Granted, it’s never easy to instil discipline in players who rarely meet over two years before being asked to surpass themselves in a short period of time on the world’s biggest stage. Then again, the international manager doesn’t have to be a tactical genius, nor go for complicated, revolutionary systems. Bielsa and Sacchi are two examples of when a certain style can get be too complicated or does not fit its components. What has tended to work are tactics that are comparatively easy to put in place, and then repeatedly drilled over a period of a few weeks. Wilmots could only provide the simplicity, but neither the effectiveness nor an alternative.

Wilmots can point to the good job he did keeping players out of sick bay, employing physiotherapist Lieven Maesschalk to great effect. Wilmots credits Maesschalk with his own speedy recovery from major surgery, a brave call as his doctors had tried to impose a lengthy stop. It is arguable that Maesschalk did a good job keeping the Red Devils fit and injury-free, likely boosting Vincent Kompany’s chances of playing in the second round. Only Christian Benteke’s grave injury slipped through his fingers, though it is debatable to what extend Wilmots can hold his injury up as handicap: the Villa Striker barely scored in the 2013 portion of the last campaign, and would have doubtless struggled to make something of his manager’s schemes anyway.

It feels so cruel to heap all this criticism on Wilmots, Belgium’s very own last Mohican: his was the overhead kick against hosts Japan in the 2002 World Cup, a tournament where he gave a frankly average Belgian squad its only semblance of star power. Wilmots is a father figure to the players, something that can be witnessed in Les Diables au Coeur, a wonderful fly-on-the-wall documentary produced by television channel RTBF during the qualifiers. It is here that we can fully gauge exactly how much he has done for this young team, from the constant bantering and playful fines (late players had to pay for a round of, yes, champagne) to the constructive criticism and stern approach a leader sometimes need to employ. Gone is the dressing room instability, which ranged from Hazard’s bickering with then-manager Georges Leekens (which included an open letter essentially questioning his non-selection) to the formation of language and, yes, league-based factions in the locker room, which included the “Frenchie”, Dutch, Walloon and Flemish groups.

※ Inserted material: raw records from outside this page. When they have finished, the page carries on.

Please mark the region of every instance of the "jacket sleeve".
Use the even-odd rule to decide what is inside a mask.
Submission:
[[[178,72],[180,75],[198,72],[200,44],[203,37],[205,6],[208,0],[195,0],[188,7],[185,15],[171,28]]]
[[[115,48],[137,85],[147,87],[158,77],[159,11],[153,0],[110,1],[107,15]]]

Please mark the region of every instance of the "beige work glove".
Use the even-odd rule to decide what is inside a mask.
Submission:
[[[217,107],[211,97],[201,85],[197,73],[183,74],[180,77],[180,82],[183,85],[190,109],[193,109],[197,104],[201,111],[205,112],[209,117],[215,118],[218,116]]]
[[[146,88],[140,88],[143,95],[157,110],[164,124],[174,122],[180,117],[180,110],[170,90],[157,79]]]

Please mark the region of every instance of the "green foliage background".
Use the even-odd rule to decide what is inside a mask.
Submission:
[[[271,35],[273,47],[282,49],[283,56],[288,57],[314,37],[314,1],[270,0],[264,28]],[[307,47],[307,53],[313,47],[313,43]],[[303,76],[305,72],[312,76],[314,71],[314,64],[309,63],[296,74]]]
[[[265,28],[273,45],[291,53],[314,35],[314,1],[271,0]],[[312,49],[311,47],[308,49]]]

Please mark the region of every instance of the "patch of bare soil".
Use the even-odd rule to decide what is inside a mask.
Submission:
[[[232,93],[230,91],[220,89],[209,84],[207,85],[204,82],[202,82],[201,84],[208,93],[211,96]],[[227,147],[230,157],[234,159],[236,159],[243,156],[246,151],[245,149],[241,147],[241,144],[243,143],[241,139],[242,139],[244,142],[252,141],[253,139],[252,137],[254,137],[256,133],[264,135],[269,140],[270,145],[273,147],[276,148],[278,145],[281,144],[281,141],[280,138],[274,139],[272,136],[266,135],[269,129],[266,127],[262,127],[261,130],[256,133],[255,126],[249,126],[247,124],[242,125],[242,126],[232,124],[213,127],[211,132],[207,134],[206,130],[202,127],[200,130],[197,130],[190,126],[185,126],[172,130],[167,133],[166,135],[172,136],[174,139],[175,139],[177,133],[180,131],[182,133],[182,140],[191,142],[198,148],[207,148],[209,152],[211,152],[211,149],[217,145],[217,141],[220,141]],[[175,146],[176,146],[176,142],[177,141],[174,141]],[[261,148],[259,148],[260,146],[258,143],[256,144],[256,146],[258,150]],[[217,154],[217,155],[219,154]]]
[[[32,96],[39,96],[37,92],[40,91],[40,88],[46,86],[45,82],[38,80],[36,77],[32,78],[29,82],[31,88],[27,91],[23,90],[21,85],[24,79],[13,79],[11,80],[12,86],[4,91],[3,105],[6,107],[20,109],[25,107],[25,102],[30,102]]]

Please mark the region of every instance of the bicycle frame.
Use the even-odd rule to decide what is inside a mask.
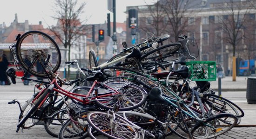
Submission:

That said, Wilmots’ biggest legacy will always be how he gave a whole nation its pride back. Five missed tournaments in a row had caused untold damage to the country’s fans, emptying the stadiums and promulgating a sense of farce and futility that was hard to shake off. There were Stijn Stijnen’s dumb threats to Ronaldo when Belgium visited Portugal: rather than have his legs broken (as Stijnen had promised), the Ballon D’or winner helped Portugal to a 4-0 cakewalk.

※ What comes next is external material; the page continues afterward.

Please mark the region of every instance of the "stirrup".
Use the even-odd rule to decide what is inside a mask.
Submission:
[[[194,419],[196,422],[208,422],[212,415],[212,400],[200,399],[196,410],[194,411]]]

The talent Wilmots could count on isn’t enough to dismiss his achievements either, especially as predecessor George Leekens botched the previous qualifying campaign with a well-endowed (if not as much as this one) squad by drawing at home to the likes of Turkey and Austria. Belgium used to be the laughing stock that was desperate enough to go for a part-time Dick Advocaat, only to be jilted by the Dutchman as soon as a better offer was made to him.

Belgium have a lot to thank Wilmots for, yet it doesn’t look like they will improve under him. Inexperience is not enough to justify why this side didn’t go far enough. When you have a Top-10 side in terms of quality, the quarter finals are around par for the course, and it is up to the manager to help the side make that extra step. It is often not the most talented teams who come home with the trophy (just ask the 2004 Greek squad, or the 2006 Azzurri), but the better coached ones. Whilst Wilmots helped the Red Devils get rid of their losing mentality, Belgium need someone who can win games, not just avoid losing them.